In my Post called "What I Saw Today" I commented on the chemtrails I witnessed. A commenter, Blayloc, had this to say, getting his information from good ol' wikipedia:

   "You mean contrails? A jet engine produces carbon dioxide and water vapor just like every other combustion reaction. When this water vapor hits the cold atmosphere at those altitudes it condenses into solid water droplets, a condensation trail, or contrail."

I ask this, how long has it been since you saw an actual contrail? One that evaporated soon after its creation? Nowadays, they seem to hang around for hours and eventually spread out to cover vast portions of the sky. Many times the chemtrails are in a regular grid.

Here is some info on chemtrails, which have been identified since 1997.  Here some more with comparisons of contrails and chemtrails. Here is a site that details some of the chemical composition of the chemtrails.

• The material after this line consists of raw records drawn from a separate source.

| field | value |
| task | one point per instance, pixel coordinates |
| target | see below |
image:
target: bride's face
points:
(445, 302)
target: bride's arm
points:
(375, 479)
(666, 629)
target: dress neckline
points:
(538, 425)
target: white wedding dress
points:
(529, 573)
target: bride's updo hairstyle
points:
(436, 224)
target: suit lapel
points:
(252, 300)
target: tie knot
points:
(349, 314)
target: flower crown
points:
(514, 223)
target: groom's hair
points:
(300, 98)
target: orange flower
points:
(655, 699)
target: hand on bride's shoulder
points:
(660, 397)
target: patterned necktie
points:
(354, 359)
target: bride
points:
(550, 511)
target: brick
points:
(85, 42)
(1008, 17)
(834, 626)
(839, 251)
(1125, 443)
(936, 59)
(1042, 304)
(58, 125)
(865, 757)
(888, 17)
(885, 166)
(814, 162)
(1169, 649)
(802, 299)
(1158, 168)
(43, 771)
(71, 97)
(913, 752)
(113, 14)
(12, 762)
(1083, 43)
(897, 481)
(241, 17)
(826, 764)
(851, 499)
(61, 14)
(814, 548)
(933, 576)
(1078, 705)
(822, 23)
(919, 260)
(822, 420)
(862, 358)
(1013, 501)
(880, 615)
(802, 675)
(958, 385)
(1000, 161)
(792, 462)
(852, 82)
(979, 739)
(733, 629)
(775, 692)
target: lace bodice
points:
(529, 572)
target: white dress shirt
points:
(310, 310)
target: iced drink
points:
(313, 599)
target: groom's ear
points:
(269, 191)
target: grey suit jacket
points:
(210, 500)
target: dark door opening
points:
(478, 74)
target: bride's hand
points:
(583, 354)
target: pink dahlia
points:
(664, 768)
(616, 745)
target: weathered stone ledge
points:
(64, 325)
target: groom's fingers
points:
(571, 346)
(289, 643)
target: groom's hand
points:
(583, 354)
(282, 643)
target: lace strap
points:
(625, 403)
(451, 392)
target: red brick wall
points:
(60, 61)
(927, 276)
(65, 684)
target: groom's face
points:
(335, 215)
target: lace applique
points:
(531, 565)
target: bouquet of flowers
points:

And shows many pictures of planes actually spraying as well as some of the patterns of a sprayed sky. And this site has a link to an upcoming class action lawsuit over chemtrails.

I could keep doing this all freaking night but why? Take that wiki. Chemtrails ARE documented and HAVE been analyzed. The ill health effects have been determined and they are not good.

Now after all that ,

 Have a Happy Thanksgiving!

1 comment:

Blayloc said...

I didn't get my info off Wikipedia. I'm a chemist. Also, my Dad was a mechanic in the AF during Vietnam so I learned a lot about aviation from him when I was a kid. I'm pretty sure I haven't noticed anything different about contrails since my Dad first told me what they were in the early to mid eighties. I've always seen different types of contrails, some dissipate quickly others linger and spread out. Depends on the weather, time of year, etc. To be honest I had never heard of "chemtrails" before so I just thought it was a typo or a small misunderstanding. Little did I know there was such a huge conspiracy theory surrounding them.